[Twisted-Python] Possibly of interest

Michael Sparks ms at cerenity.org
Mon Aug 22 08:23:20 EDT 2005


[ Please excuse me if this isn't of interest. I saw this and suspected that
 people here might be interested (whether agreed with or not) though - if
 it isn't, my apologies! ]

Hi,


I was forwarded a link to this paper just recently (and skimming the past
5-6 months of archives here it doesn't look like it's been posted to this
list).
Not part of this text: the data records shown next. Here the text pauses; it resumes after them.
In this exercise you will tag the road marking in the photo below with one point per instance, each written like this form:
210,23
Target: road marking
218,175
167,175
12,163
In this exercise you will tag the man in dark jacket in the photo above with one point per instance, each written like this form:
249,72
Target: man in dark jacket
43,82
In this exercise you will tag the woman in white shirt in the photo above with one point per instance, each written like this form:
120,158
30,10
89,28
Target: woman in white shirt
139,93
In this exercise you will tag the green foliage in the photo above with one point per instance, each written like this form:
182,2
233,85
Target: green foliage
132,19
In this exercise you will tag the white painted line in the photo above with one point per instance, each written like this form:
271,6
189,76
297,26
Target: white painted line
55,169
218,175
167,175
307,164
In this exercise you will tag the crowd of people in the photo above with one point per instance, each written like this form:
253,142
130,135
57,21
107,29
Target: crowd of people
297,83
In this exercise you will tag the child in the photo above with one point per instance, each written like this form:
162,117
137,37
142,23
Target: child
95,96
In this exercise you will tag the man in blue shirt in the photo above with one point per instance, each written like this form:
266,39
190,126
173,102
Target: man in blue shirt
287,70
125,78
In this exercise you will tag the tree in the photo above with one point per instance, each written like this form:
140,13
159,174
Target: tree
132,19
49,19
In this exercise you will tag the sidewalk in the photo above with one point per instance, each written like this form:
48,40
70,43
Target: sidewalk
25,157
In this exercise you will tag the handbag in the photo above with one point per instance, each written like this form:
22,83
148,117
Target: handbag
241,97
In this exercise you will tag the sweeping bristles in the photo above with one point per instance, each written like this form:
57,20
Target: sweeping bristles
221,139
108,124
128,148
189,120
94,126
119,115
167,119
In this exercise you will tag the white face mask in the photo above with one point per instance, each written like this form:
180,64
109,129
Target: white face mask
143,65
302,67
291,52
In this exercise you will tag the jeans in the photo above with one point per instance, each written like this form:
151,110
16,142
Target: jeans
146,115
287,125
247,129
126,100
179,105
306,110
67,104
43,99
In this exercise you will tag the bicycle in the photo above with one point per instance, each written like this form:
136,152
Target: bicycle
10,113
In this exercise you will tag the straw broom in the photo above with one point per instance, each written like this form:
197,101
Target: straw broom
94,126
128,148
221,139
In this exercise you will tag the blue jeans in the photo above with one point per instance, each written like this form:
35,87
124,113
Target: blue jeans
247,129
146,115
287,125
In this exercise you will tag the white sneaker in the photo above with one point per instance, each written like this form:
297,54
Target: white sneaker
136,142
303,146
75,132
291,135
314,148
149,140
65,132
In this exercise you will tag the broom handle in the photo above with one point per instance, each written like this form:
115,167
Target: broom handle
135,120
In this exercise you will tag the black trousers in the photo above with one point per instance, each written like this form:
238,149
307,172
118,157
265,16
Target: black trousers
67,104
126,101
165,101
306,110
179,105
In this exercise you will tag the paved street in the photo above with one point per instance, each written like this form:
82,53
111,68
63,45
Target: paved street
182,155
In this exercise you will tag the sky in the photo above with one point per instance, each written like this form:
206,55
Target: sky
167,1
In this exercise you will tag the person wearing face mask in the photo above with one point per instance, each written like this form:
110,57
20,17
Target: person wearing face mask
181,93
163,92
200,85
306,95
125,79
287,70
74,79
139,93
Since it looks interesting I thought I'd forward a copy to yourselves.

http://www.usenix.org/events/hotos03/tech/full_papers/vonbehren/vonbehren_html/index.html

Whilst the paper is a couple of years old, the comments are probably 
interesting because whilst it describes itself really as "threads are better 
than events" their implementation is based on C-Coroutine library (that 
doesn't use threads...) and suggests in its conclusions:

"In the future, we advocate tight integration between the compiler and the 
thread system, which will result in a programming model that offers a clean 
and simple interface to the programmer while achieving superior performance."

Which to me smacks of generators - which IMO can be viewed as just a different 
way of wrapping up the event stack. (Which doesn't entirely surprise me - one
of their influences listed in para 3 of the introduction was Inktomi's Traffic
Server - somewhere I worked before the BBC, and came to the same
conclusions they did. //Wrongly or rightly//, dunno :-)

(On an unrelated note: Tommi - after the discussions we had at Europython I 
came back and discussed general timelines for making our Kamaelia stuff work 
transparently with Twisted for an alpha stage. We came to the conclusion that 
we'd like to push that out to a 1.0.0 timeframe, which would probably be 
around a year from now. It gives us still the freedom in that respect to be 
able to answer "use twisted" when people ask us what they should use when 
using python for production servers :-) Also it means that /if/ we do achieve 
clean integration, that the answer won't change ;-)

Anyway, hopefully the paper is of interest (even if disagreed with!), if it 
isn't, my apologies!

Best Regards,


-- 
Michael Sparks, Senior R&D Engineer, Digital Media Group
Michael.Sparks at rd.bbc.co.uk, http://kamaelia.sourceforge.net/
British Broadcasting Corporation, Research and Development
Kingswood Warren, Surrey KT20 6NP

This e-mail may contain personal views which are not the views of the BBC.